Push the second bowl straight down into the concrete mix to create a cavity and force the sides to rise.
The concrete will have the tendency to push your second bowl back up to the surface, so place something heavy inside the smaller bowl to weigh it down. I've used a bowl of small rocks, as this allowed me to easily adjust the amount of pressure needed by simply adding or removing rocks.
Step 5: Let it Set
Now it's time to let your concrete set completely. If you use quick-setting cement it will take between 24 - 48 hours. You'll know it's set once the entire bowl has lightened in color and there are no darker patches that are still pliable.
Step 6: Remove from Mold
Once it's set, remove the inner bowl. If you've used enough cooking spray, it should come right out.
Now invert it and lift off the outer bowl. Again, if you've applied enough release agent, the outer bowl should be easily removed.
Step 7: Sand to Smooth the Surface (optional)

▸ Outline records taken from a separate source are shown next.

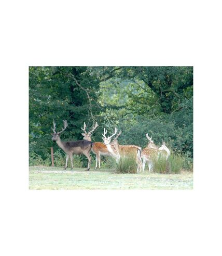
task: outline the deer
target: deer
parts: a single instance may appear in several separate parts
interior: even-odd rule
[[[103,135],[104,144],[106,145],[108,150],[110,153],[115,156],[115,158],[118,162],[121,156],[126,156],[130,153],[135,156],[136,162],[137,164],[137,172],[141,171],[142,168],[142,161],[141,158],[141,148],[135,145],[120,145],[118,142],[117,138],[122,133],[120,131],[119,133],[111,142],[112,137],[116,134],[117,129],[115,128],[114,133],[110,136],[106,136],[107,131],[104,128]]]
[[[154,144],[154,141],[152,140],[152,137],[150,137],[147,133],[146,134],[146,137],[149,140],[149,142],[146,147],[144,148],[142,151],[141,157],[143,159],[143,172],[145,170],[146,162],[147,161],[148,161],[148,163],[149,172],[151,172],[152,171],[154,165],[152,161],[152,158],[158,157],[160,154],[166,154],[166,156],[168,156],[166,158],[166,160],[170,156],[170,153],[169,149],[165,146],[165,143],[163,143],[163,143],[163,145],[158,148]]]
[[[91,157],[90,152],[92,149],[92,143],[88,140],[76,140],[71,142],[63,142],[60,138],[61,134],[65,131],[68,126],[66,120],[63,120],[64,127],[60,132],[56,131],[56,123],[53,120],[53,127],[52,130],[53,132],[51,133],[52,135],[52,140],[56,142],[59,147],[66,153],[66,159],[65,161],[65,170],[66,170],[68,159],[71,161],[72,169],[73,168],[73,155],[84,155],[88,158],[87,171],[89,171],[91,166]]]
[[[87,132],[86,131],[86,124],[84,122],[83,128],[81,127],[81,129],[84,132],[84,133],[82,133],[82,135],[84,136],[83,139],[91,142],[91,136],[93,132],[99,126],[98,124],[95,123],[95,124],[93,126],[92,130]],[[95,155],[95,167],[96,169],[98,168],[98,163],[99,163],[99,169],[100,169],[100,156],[107,156],[114,157],[114,155],[111,153],[107,149],[107,146],[104,145],[102,142],[94,142],[92,144],[92,151]]]

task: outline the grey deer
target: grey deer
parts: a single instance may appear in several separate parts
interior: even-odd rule
[[[68,158],[71,161],[72,169],[73,168],[73,155],[84,155],[88,158],[87,171],[90,169],[91,157],[90,152],[92,149],[92,142],[88,140],[77,140],[76,142],[62,142],[60,138],[61,134],[66,129],[68,124],[67,121],[63,120],[64,127],[60,132],[56,131],[56,123],[53,120],[53,127],[52,128],[53,133],[52,135],[52,140],[56,142],[57,145],[65,153],[66,153],[66,160],[65,162],[65,170],[67,168]]]

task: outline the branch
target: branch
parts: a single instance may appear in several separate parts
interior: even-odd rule
[[[108,75],[108,76],[106,76],[106,78],[105,78],[103,79],[100,80],[100,82],[105,82],[106,80],[108,80],[113,76],[113,73],[114,73],[115,71],[117,70],[119,70],[119,69],[121,69],[122,68],[122,67],[119,67],[118,68],[116,68],[111,71],[111,74],[109,75]]]
[[[86,92],[86,93],[87,94],[88,98],[89,99],[89,111],[90,112],[91,118],[92,118],[92,120],[93,121],[93,123],[94,123],[95,122],[95,119],[94,119],[94,118],[93,117],[93,115],[92,114],[92,105],[91,104],[90,96],[89,96],[89,93],[88,92],[87,89],[86,89],[85,88],[84,88],[84,87],[82,87],[78,83],[78,82],[76,80],[76,78],[75,77],[75,75],[73,75],[71,73],[70,73],[70,74],[68,76],[69,76],[70,77],[71,77],[73,79],[74,79],[74,80],[75,81],[75,82],[76,82],[76,84],[78,85],[78,86],[79,86],[79,88],[80,88],[82,90]]]

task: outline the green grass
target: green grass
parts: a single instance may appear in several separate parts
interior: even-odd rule
[[[30,167],[30,189],[192,189],[193,173],[117,174],[114,169]]]
[[[135,156],[132,154],[121,157],[119,162],[115,163],[115,169],[117,173],[136,173],[137,164]]]

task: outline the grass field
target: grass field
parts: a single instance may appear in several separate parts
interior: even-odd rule
[[[112,169],[30,167],[30,189],[192,189],[193,173],[118,174]]]

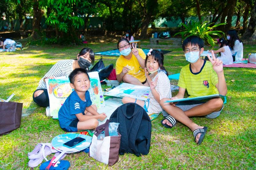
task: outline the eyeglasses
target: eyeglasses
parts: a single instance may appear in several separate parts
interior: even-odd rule
[[[123,47],[120,47],[119,48],[118,48],[118,49],[124,49],[124,48],[127,48],[127,46],[129,45],[130,45],[130,44],[128,44],[126,45],[125,45]]]
[[[199,48],[199,47],[194,47],[194,48],[192,48],[192,49],[185,49],[183,51],[184,51],[184,53],[185,54],[188,53],[190,50],[192,51],[192,52],[193,53],[196,53],[197,52],[197,49]]]

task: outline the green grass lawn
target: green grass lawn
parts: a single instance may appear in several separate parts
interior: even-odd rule
[[[141,44],[143,47],[143,42]],[[96,52],[115,48],[116,44],[94,43],[87,46]],[[0,169],[28,169],[28,153],[38,143],[51,142],[54,137],[63,133],[58,121],[46,117],[45,108],[38,107],[32,95],[40,79],[55,63],[60,59],[76,58],[83,47],[31,46],[22,51],[0,53],[0,98],[6,99],[15,93],[12,101],[23,103],[23,113],[30,114],[22,118],[20,128],[0,136]],[[244,48],[244,55],[256,53],[256,45]],[[179,73],[188,64],[181,48],[166,50],[173,51],[165,55],[165,68],[169,74]],[[96,62],[100,57],[96,56]],[[105,66],[115,64],[117,58],[103,56]],[[212,120],[191,118],[196,123],[208,128],[201,145],[196,143],[192,132],[183,124],[178,123],[171,129],[164,128],[160,123],[163,118],[160,115],[152,121],[151,145],[147,155],[120,156],[118,162],[111,167],[84,152],[69,154],[64,159],[70,162],[71,169],[255,169],[256,69],[224,69],[228,101],[220,115]]]

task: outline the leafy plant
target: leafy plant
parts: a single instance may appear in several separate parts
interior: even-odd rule
[[[205,21],[201,24],[201,22],[196,22],[192,20],[191,23],[187,25],[182,23],[181,25],[185,27],[185,30],[177,33],[174,36],[181,35],[182,36],[182,39],[184,40],[189,36],[196,35],[205,41],[207,41],[210,45],[213,47],[214,46],[215,43],[217,42],[217,41],[214,40],[212,36],[215,35],[220,37],[221,36],[221,34],[223,34],[223,35],[225,34],[221,31],[213,29],[217,27],[225,25],[226,23],[221,23],[211,27],[211,26],[214,23],[208,24],[208,21]]]

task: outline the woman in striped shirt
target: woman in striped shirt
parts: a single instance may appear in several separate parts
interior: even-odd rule
[[[77,60],[63,60],[58,61],[51,68],[40,80],[36,89],[33,94],[34,102],[41,107],[49,106],[45,79],[68,76],[76,68],[82,68],[88,70],[94,62],[94,53],[90,48],[83,49],[77,54]]]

You'll probably have some rough edges and a few crevices from bubbles that hadn't been released. You can embrace all these imperfections (it's all part of the industrial chic look!), or you can give your bowl a smoother appearance by sanding the surface.
Step 8: Make a Fuel Can Holder
In this step, you'll create a wire mesh cylinder in which you'll insert your gel fuel can. Creating a fuel holder will also make it easier for you to replace your gel fuel when a can burns out. While wearing your protective gloves (the cut wire will be very sharp!), use your cutting pliers to cut a strip of hardware cloth that will fit around the gel fuel can, with a bit of overlap.
Bend down the sharp edges along the length of strip before forming the cylinder to prevent getting scratched when handling it.
Form it into a cylinder with the edges slightly overlapping (but leave enough room to easily insert your fuel can). To connect the ends together, slip one end underneath the bent edges of the other (see below), and pinch tightly to lock the ends together.
Check for fit by sliding the fuel can inside. It should easily slip in and out.
Step 9: Add Gravel and Gel Fuel Can
Add a thin layer of gravel to the bottom of the bowl and insert the wire mesh cylinder.
Place the gel fuel can inside the cylinder. The top of the can should be more-or-less flush with the top edge of the cylinder. If not, remove it and add/take away gravel underneath the gel fuel can to adjust the height.
Fire glass/rocks will also work in place of gravel to fill the entirety of the bowl, but gravel is a less costly alternative and it will all be hidden by the top decorative layer anyway. Save the pretty stuff to make more fire bowls!
Step 10: Cut Mesh Cover for Fuel Can
To prevent fire glass/rocks from falling into the gel fuel, cut out a circle of wire mesh slightly larger than the fuel can to act as a cover.
Remove the lid from the gel can and place the wire mesh circle on top of the opened can.
Step 11: Add Fire-safe Glass or Rocks
Now it's time to top off your fire bowl with the decorative fire glass/rocks. Holding the mesh cover in place, add a layer of fire glass/rocks.
Clear any glass/rocks away from the gel fuel mesh -- and you're done.
Your DIY concrete fire bowl is ready to be lit and enjoyed on your outdoor coffee table, bistro/dining table, side table -- or anywhere you please!
Make sure not to place it under or too close to anything highly flammable and don't leave it burning unattended. Also, read the label on your gel fuel can and follow the given safety instructions.